Les généraux seront punis et les militaires non-gradés passeront devant un conseil de discipline. La vague tentative de putsch à laquelle se sont livrés des généraux, retraités ou non, des officiers supérieurs ou des non-gradés, dans un texte qu'ils ont signé pour l'hebdomadaire « Valeurs actuelles » n'a guère atteint le rivage. Malheureusement, nous sommes dans une époque où médias et réseaux sociaux s'emparent d'un sujet même s'il leur brûle les doigts. On ne joue pas avec les termes de la Constitution sans plonger dans la délinquance. Les « dissidents » seront punis.
Le plus surprenant, c'est la hâte avec laquelle Marine Le Pen, présidente du Rassemblement national, s'est jetée sur le sujet en apportant son aval à la démarche des « putschistes », plus enclins à donner leur avis qu'à passer à l'acte. Malgré la pandémie, Marine a tombé le masque. La voici qui apparaît dans toute la lumière, la fille de Jean-Marie, l'homme qui vient des heures les plus sombres de la guerre d'Algérie, l'homme qui a rassemblé autour de lui les forces les plus intolérantes du pays, le numéro un de l'anti-gaullisme. Elle, qui a tout fait pour se débarrasser de ce père encombrant, a signalé par inadvertance ou par absence d'analyse, sa promiximité non seulement avec un père contesté mais avec les convictions qu'il continuera à défendre jusqu'à son dernier souffle.
Pulsions d'intolérance
Que veulent les généraux dissidents ? Que Marine entre à l'Élysée, par la volonté de l'électorat ou d'une tout autre manière. Sans doute sont-ils assez vieux pour être pressés. Ils n'ont pas le temps d'attendre, ils croient que la dislocation du pays aura lieu dans quelques mois ou quelques semaines. Vite, un changement de régime ! Et qui, pour remplacer Macron? Marine, bien sûr !
Le complot est probablement né dans l'esprit de quelques imbéciles, mais en le reprenant à son compte, Marine Le Pen en consacre à la fois le danger, la folie vertigineuse, l'atteinte indélébile aux institutions. Nous ne sommes pas gouvernés, que je sache, par des pulsions d'intolérance, mais par des élus et par une démocratie parlementaire, toutes choses que d'aucuns considèrent comme des signes de faiblesse, exactement comme les dirigeants autoritaires qui gouvernent, avec des conséquences néfastes, des peuples sous le joug. C'est le fondement essentiel du discours de Mme Le Pen, d'exposer une analyse cataclysmique de la crise nationale, et ne voilà-t-il pas que 0,1 % des militaires abondent dans ce sens, donnant à la patronne du RN un os inespéré à ronger ? Le droit contre les fariboles. Les institutions contre l'anachonisme. L'armée contre la classe politique, dont une partie, quelque peu masochiste, applaudit chaleureusement au phénomène.

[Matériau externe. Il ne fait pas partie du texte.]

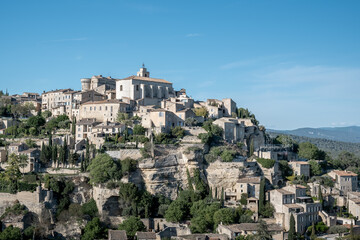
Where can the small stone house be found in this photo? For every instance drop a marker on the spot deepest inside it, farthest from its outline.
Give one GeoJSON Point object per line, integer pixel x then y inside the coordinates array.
{"type": "Point", "coordinates": [145, 235]}
{"type": "Point", "coordinates": [345, 181]}
{"type": "Point", "coordinates": [117, 235]}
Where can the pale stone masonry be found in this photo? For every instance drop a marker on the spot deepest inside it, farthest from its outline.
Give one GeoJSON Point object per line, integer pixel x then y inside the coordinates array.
{"type": "Point", "coordinates": [103, 111]}
{"type": "Point", "coordinates": [144, 89]}
{"type": "Point", "coordinates": [301, 168]}
{"type": "Point", "coordinates": [244, 229]}
{"type": "Point", "coordinates": [98, 83]}
{"type": "Point", "coordinates": [275, 153]}
{"type": "Point", "coordinates": [345, 181]}
{"type": "Point", "coordinates": [292, 200]}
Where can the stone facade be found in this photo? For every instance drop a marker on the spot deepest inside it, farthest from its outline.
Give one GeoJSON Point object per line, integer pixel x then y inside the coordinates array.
{"type": "Point", "coordinates": [292, 200]}
{"type": "Point", "coordinates": [103, 111]}
{"type": "Point", "coordinates": [345, 181]}
{"type": "Point", "coordinates": [301, 168]}
{"type": "Point", "coordinates": [143, 88]}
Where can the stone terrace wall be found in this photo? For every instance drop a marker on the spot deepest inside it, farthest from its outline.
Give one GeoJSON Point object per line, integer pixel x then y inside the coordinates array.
{"type": "Point", "coordinates": [124, 153]}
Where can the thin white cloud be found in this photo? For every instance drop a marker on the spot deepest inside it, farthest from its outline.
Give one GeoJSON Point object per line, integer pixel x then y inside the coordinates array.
{"type": "Point", "coordinates": [193, 35]}
{"type": "Point", "coordinates": [69, 39]}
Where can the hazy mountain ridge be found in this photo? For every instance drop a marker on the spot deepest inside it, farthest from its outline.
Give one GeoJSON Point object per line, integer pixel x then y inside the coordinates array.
{"type": "Point", "coordinates": [330, 146]}
{"type": "Point", "coordinates": [342, 134]}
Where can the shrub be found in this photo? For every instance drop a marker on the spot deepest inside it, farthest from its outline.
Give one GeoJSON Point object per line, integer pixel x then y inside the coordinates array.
{"type": "Point", "coordinates": [178, 132]}
{"type": "Point", "coordinates": [90, 208]}
{"type": "Point", "coordinates": [266, 163]}
{"type": "Point", "coordinates": [227, 155]}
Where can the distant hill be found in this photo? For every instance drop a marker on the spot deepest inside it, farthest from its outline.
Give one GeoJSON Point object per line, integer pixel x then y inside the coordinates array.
{"type": "Point", "coordinates": [343, 134]}
{"type": "Point", "coordinates": [330, 146]}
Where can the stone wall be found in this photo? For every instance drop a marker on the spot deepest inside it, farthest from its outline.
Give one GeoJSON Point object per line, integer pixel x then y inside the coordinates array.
{"type": "Point", "coordinates": [124, 153]}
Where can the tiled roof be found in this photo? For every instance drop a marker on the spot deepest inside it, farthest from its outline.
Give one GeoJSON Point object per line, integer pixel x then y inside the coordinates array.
{"type": "Point", "coordinates": [117, 235]}
{"type": "Point", "coordinates": [145, 235]}
{"type": "Point", "coordinates": [105, 101]}
{"type": "Point", "coordinates": [283, 191]}
{"type": "Point", "coordinates": [249, 180]}
{"type": "Point", "coordinates": [252, 227]}
{"type": "Point", "coordinates": [146, 79]}
{"type": "Point", "coordinates": [345, 173]}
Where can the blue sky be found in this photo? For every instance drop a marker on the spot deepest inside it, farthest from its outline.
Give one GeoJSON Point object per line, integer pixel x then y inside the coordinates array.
{"type": "Point", "coordinates": [293, 63]}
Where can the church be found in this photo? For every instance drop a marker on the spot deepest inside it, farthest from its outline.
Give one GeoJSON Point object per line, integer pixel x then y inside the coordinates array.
{"type": "Point", "coordinates": [143, 89]}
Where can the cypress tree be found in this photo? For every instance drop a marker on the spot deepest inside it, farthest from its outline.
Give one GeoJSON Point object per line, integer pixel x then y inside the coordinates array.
{"type": "Point", "coordinates": [251, 151]}
{"type": "Point", "coordinates": [66, 151]}
{"type": "Point", "coordinates": [262, 196]}
{"type": "Point", "coordinates": [313, 235]}
{"type": "Point", "coordinates": [190, 186]}
{"type": "Point", "coordinates": [54, 154]}
{"type": "Point", "coordinates": [321, 198]}
{"type": "Point", "coordinates": [82, 163]}
{"type": "Point", "coordinates": [73, 126]}
{"type": "Point", "coordinates": [291, 234]}
{"type": "Point", "coordinates": [222, 197]}
{"type": "Point", "coordinates": [43, 158]}
{"type": "Point", "coordinates": [50, 140]}
{"type": "Point", "coordinates": [87, 155]}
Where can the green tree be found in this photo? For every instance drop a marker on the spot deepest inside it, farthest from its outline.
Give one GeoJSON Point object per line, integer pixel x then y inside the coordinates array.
{"type": "Point", "coordinates": [177, 132]}
{"type": "Point", "coordinates": [132, 225]}
{"type": "Point", "coordinates": [93, 230]}
{"type": "Point", "coordinates": [313, 235]}
{"type": "Point", "coordinates": [308, 150]}
{"type": "Point", "coordinates": [128, 165]}
{"type": "Point", "coordinates": [11, 233]}
{"type": "Point", "coordinates": [138, 130]}
{"type": "Point", "coordinates": [90, 208]}
{"type": "Point", "coordinates": [103, 168]}
{"type": "Point", "coordinates": [225, 215]}
{"type": "Point", "coordinates": [23, 161]}
{"type": "Point", "coordinates": [177, 211]}
{"type": "Point", "coordinates": [292, 233]}
{"type": "Point", "coordinates": [201, 112]}
{"type": "Point", "coordinates": [54, 155]}
{"type": "Point", "coordinates": [73, 126]}
{"type": "Point", "coordinates": [263, 232]}
{"type": "Point", "coordinates": [315, 168]}
{"type": "Point", "coordinates": [262, 195]}
{"type": "Point", "coordinates": [320, 196]}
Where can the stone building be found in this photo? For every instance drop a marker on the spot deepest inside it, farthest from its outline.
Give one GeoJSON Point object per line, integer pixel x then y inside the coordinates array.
{"type": "Point", "coordinates": [292, 200]}
{"type": "Point", "coordinates": [55, 101]}
{"type": "Point", "coordinates": [234, 231]}
{"type": "Point", "coordinates": [250, 186]}
{"type": "Point", "coordinates": [98, 83]}
{"type": "Point", "coordinates": [219, 108]}
{"type": "Point", "coordinates": [144, 89]}
{"type": "Point", "coordinates": [345, 181]}
{"type": "Point", "coordinates": [103, 111]}
{"type": "Point", "coordinates": [301, 168]}
{"type": "Point", "coordinates": [353, 203]}
{"type": "Point", "coordinates": [275, 153]}
{"type": "Point", "coordinates": [161, 121]}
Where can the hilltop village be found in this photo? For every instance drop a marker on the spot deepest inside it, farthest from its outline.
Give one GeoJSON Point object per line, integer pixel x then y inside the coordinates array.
{"type": "Point", "coordinates": [134, 158]}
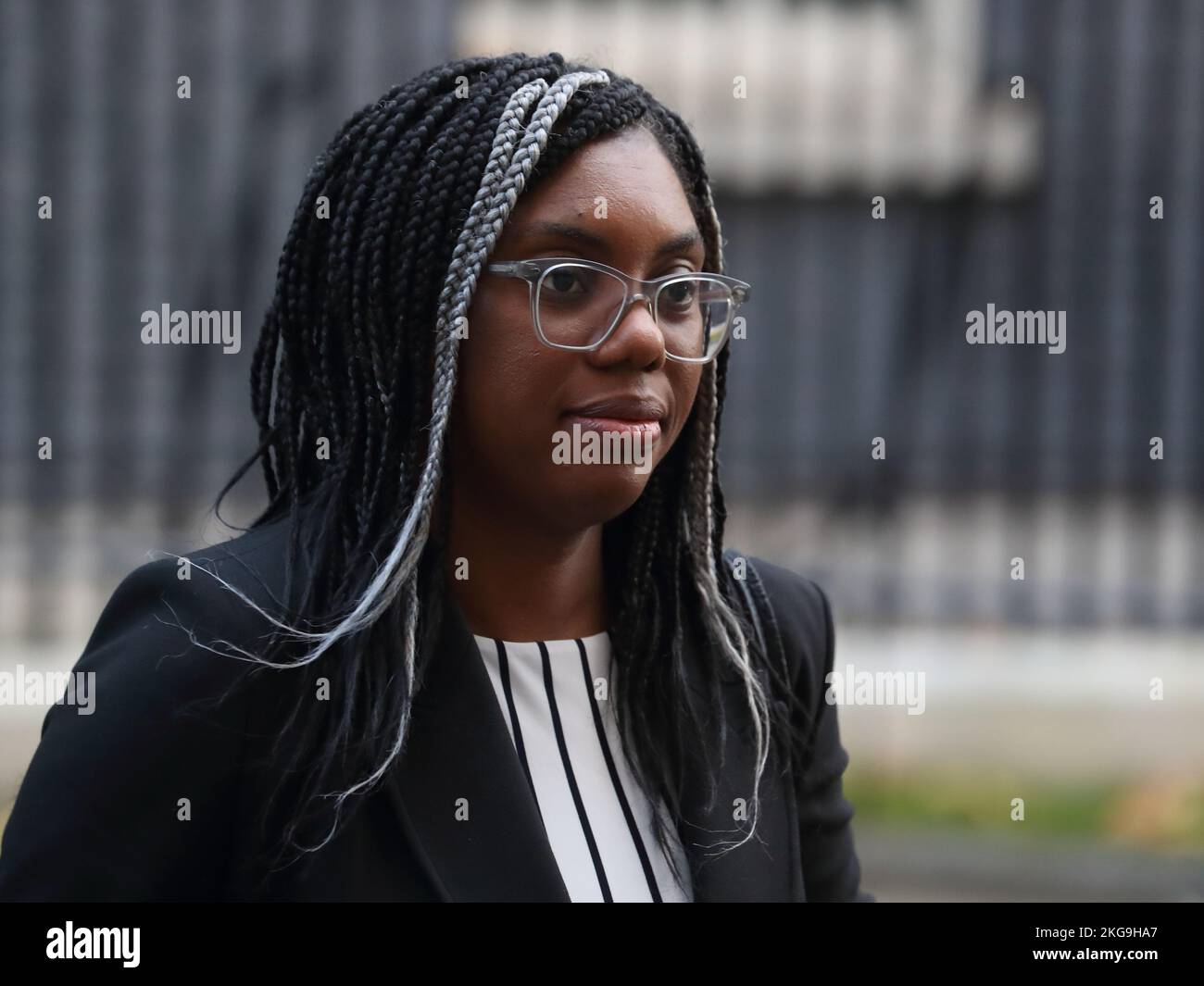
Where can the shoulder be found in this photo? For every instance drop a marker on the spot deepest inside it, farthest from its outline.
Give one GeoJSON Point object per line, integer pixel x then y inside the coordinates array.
{"type": "Point", "coordinates": [133, 793]}
{"type": "Point", "coordinates": [177, 621]}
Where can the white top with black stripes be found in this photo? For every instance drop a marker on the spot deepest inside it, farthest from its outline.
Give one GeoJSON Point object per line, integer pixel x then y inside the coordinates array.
{"type": "Point", "coordinates": [555, 700]}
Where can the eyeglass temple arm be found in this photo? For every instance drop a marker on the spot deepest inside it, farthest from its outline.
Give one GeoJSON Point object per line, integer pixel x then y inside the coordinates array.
{"type": "Point", "coordinates": [513, 268]}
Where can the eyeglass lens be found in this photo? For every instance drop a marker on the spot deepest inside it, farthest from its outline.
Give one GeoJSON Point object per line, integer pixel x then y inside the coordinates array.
{"type": "Point", "coordinates": [577, 305]}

Français, si vous aviez un doute au sujet des intentions de Mme Le Pen, c'est pour vous l'occasion ou jamais de prendre vos distances avec elle. C'est l'occasion de dire qu'aux desseins pervers de quelques-uns qui s'ennuient assez pour imaginer une pantalonnade, il faut riposter avec tous les moyens offerts par les institutions. C'est l'occasion de dire que, dans les manœuvres labyrinthiques de l'extrême droite pour gagner la présidence de la République, la stupidité s'ajoute cette fois à la perversité.